Malgré une rencontre avec le président de la République, les vendeurs d’eau du secteur privé n’ont que faire de la mercuriale des prix arrêtés par le gouvernement © Dépêches 241

Libreville, le 9 Juillet 2026-(Dépêches 241). Le 1er juillet dernier, le gouvernement gabonais décrétait l’état d’urgence hydrique. Dans la foulée, il annonçait l’interdiction pour des tiers de commercialiser de l’eau potable via des camions-citernes, avant de se raviser 24 heures plus tard, et d’arrêter avec les opérateurs privés, ce de manière consensuelle, les tarifs qui seront pratiqués dans ce secteur d’activité. Seulement, à ce jour, une vague de plaintes revient avec insistance: les opérateurs privés se moquent royalement de la nouvelle mercuriale et continuent de pratiquer les anciens prix, selon de nombreux témoignages.

Au lendemain de sa décision d’interdire la vente d’eau potable par des tiers, le gouvernement gabonais avait fait volte-face, en allant notamment rencontrer les opérateurs économiques de ce secteur important, et d’arrêter avec eux la nouvelle grille tarifaire à appliquer dans les prochains jours. Aussi, après leurs échanges, la décision avait-elle été arrêtée de revoir considérablement à la baisse les anciens prix. Désormais, la cuve de 1000 litres sera vendue à 4 000 FCFA, celle de 500 litres coûtera 2 000 FCFA, celle de 200 litres sera fixée à 800 FCFA, tandis que les 100 litres seront commercialisés à 400 FCFA, telles étaient les résolutions prises. 

Une décision foulée au pied par les opérateurs privés ?

Quelques jours seulement après cette décision, les populations gabonaises seraient confrontées à un refus des acteurs de ce secteur de s’y conformer. Selon de nombreux témoignages faits sur les réseaux sociaux, les opérateurs privés exerçant dans ce domaine s’obstineraient à pratiquer les anciens prix, au mépris des instructions gouvernementales. « Quand vous appelez pour être livré, ils vous disent si c’est pour 4000f nous on ne vient pas », a d’abord écrit sous une publication un internaute.

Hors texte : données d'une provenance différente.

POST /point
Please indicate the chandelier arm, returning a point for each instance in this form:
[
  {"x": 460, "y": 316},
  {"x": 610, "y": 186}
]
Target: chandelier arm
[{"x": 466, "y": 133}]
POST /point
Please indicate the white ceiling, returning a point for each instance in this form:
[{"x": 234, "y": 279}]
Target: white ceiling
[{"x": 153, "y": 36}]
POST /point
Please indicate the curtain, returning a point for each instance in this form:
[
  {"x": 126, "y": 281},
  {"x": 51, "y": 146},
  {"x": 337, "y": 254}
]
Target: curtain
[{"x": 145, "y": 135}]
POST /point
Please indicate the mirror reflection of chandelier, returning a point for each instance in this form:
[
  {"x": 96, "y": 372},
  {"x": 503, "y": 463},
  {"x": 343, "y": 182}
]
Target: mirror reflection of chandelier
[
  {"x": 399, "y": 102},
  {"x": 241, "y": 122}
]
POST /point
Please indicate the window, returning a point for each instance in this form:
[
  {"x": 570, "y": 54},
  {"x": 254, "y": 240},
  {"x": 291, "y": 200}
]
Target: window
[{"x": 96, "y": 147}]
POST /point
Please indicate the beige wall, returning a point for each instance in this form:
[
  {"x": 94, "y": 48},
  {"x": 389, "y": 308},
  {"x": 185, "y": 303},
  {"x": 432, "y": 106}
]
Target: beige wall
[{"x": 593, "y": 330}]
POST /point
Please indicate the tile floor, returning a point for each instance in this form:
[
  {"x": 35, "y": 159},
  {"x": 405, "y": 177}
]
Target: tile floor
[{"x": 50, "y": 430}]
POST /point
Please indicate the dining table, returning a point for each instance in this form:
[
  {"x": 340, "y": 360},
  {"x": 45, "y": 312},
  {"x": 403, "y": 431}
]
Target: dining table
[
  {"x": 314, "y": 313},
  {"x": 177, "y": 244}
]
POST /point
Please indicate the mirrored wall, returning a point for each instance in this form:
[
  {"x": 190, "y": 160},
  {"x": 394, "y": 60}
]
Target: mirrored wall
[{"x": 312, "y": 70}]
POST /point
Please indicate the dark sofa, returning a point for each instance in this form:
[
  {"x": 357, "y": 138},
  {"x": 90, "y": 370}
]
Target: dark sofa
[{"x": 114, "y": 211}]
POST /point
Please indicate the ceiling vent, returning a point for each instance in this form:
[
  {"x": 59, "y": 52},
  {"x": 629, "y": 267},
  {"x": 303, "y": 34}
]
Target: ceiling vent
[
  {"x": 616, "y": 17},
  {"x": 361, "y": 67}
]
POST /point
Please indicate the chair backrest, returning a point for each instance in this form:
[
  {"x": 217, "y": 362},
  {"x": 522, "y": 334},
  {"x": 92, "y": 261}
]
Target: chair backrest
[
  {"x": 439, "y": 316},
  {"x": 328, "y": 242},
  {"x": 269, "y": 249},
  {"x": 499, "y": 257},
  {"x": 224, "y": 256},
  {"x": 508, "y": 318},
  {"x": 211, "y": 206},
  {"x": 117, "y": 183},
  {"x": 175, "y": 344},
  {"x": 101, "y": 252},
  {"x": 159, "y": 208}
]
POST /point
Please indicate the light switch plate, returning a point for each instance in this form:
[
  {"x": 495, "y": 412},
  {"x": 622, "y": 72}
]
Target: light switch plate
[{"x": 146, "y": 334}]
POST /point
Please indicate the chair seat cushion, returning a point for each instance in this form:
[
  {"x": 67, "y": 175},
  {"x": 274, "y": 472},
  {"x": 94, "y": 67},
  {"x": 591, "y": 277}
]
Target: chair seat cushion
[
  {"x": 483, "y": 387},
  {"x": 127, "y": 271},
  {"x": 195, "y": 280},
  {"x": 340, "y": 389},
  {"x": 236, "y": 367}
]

Toujours dans le registre du non-respect de cette décision gouvernementale, d’autres compatriotes se montrent beaucoup plus dépités et résignés. « Certains diront que les populations ne sont pas obligées de payer au montant de 10.000 f. Mais quand vous avez déjà fait 2 jours sans aucune goûtte d’eau, et que les pouvoirs publics n’assument pas leurs engagements. Est-ce qu’on a vraiment le choix ? », s’est interrogé, visiblement agacé, un autre internaute. 

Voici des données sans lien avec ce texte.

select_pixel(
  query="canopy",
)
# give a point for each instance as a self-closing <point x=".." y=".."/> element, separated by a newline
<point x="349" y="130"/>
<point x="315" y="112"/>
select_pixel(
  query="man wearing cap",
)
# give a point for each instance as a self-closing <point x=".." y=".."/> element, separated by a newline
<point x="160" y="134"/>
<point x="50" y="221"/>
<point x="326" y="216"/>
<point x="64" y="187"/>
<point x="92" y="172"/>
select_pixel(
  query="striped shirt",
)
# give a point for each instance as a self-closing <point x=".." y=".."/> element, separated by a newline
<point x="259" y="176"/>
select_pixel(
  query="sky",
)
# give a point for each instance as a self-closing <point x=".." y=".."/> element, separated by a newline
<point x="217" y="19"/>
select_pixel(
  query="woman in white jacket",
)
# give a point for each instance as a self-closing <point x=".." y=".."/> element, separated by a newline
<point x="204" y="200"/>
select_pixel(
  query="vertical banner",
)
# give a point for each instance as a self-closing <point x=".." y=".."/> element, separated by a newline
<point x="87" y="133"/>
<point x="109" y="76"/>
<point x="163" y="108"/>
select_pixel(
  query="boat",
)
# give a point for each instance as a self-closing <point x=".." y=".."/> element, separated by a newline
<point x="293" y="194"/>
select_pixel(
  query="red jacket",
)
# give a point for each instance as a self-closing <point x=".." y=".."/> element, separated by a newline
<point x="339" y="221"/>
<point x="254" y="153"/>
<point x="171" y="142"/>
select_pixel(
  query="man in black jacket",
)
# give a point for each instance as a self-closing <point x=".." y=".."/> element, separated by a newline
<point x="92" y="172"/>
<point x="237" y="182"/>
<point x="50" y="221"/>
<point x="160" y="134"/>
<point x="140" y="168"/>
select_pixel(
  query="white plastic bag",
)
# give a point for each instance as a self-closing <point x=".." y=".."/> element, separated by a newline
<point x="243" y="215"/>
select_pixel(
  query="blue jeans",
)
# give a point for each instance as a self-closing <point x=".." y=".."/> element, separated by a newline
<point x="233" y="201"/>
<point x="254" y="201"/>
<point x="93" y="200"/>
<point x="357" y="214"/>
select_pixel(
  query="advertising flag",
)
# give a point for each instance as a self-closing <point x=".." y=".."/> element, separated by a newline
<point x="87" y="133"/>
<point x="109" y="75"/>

Le gouvernement accusé de faire davantage de la communication plutôt que de veiller au respect strict de sa décision 

Dans ce dossier, le gouvernement de la république est désormais accusé par beaucoup de faire plus de communication, plutôt qu’à essayer de faire respecter une mesure pourtant saluée par les populations. « Un gouvernement qui passe son temps à enfumer la population », a écrit une jeune fille, en colère. « Le gouvernement a plus misé dans le tapage médiatique que dans la recherche des solutions pour que les tarifs soient respectés (…) tout dans le folklore, rien dans la pratique », déplore un autre internaute.